In the case of Local Corporation dissolution by agreement of the Council of Ministers, as outlined in the basic legislation of local regime, elections shall be called for the constitution of a new Corporation in at most three months, except when its term would extend less than a year from the date it would convene for the first time. While the new Corporation is assembled or the term of the dissolved one expires, the ordinary management of its duties will be assigned to a Management Committee appointed by the Provincial Council or, instead, the competent institution of the correspondent Autonomous Community. {...}

===Calls for elections===
People's Party leader Mariano Rajoy repeatedly requested the Government to invoke article 50 of the Public Administrations Juridic Regime and Common Administrative Procedure Act 1992, which allows, under special circumstances, to cut most of the terms involved in the election process in half. Such an action would place the new Council constitution date before the May 27 deadline imposed by the electoral law, so an election could have been held. He based his calls on the grounds that:
- The provincial assembly of Málaga, which would appoint the committee, is dominated by PSOE and United Left, so the impartiality of the new committee is not guaranteed.
- Many socialist councillors, including the one that ran for mayor in the last election, are in prison, while none of the PP councillors are known to be involved in the corruption. Polls suggest that, if elections were held now, the People's Party would win a majority in the council, up from its previous third force status after the (now defunct) GIL and the PSOE, so the new Corporation would be dominated by a party that is thought, as of today, corruption-free in Marbella.
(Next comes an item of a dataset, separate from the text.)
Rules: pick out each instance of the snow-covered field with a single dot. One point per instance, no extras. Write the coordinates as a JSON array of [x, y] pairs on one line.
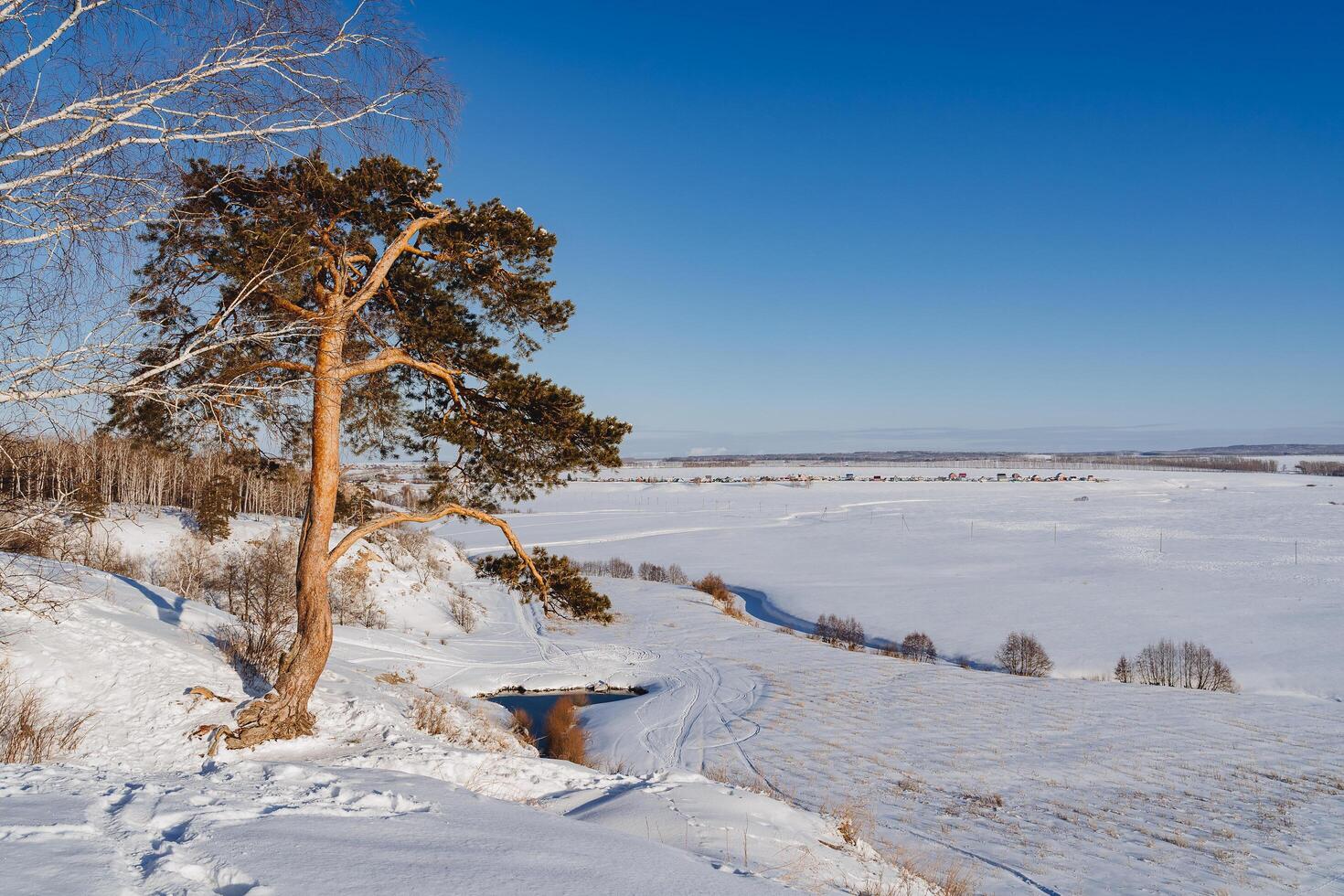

On April 6, the Council of State decided against calling an election citing the time pressure as the determinant factor. The PP, nevertheless, proposed to modify the current election law to ease such restrains, citing this as "the most democratic path of action, consulting the people" and criticizing the PSOE government for its "lack of will to solve the problem" and its "focus on partisan interests above the people's". The same day, demonstrations demanding elections took place in Marbella.

===Management committee formation===
The next day, after a surprising government crisis caused by Defence Minister José Bono removal on his own request, the Council of Ministers agreed to issue Royal Decree 421/2006, dissolving the City Council of Marbella and commanding the Málaga provincial legislature to appoint the management committee.

In response to Rajoy's declarations, the minister for Public Administrations Jordi Sevilla announced that, as mandated by Royal Decree 707/1982, the Committee members' political affiliation would be the same as the substituted councillors', that is, the balance of power would mimic the 2003 election excluding the GIL, which had the majority with 15 councillors but had since then ceased to exist. Since the PSOE got 5 councillors in the election, the PP 4 and the PA 3, no party should hold a majority in the committee. The agreement reached by the parties with representation in the Málaga provincial legislature finally did change the 2003 power balance: the socialists appointed 6 members (amongst them the president), the same as the PP, while the PA and IU were represented by 2 members each, for a total of 16.

==Normalization==
The appointed management committee ruled the city since early April 2006, its powers formally ending when the new Council elected in May 2007 was sworn in on June 16, so the citizens of Marbella were governed by unelected politicians for about one year and one month. In the 2007 election, the People's Party won a majority share of both the popular vote (50.5%) and the council (16 councilors of 27), and has ruled the city since.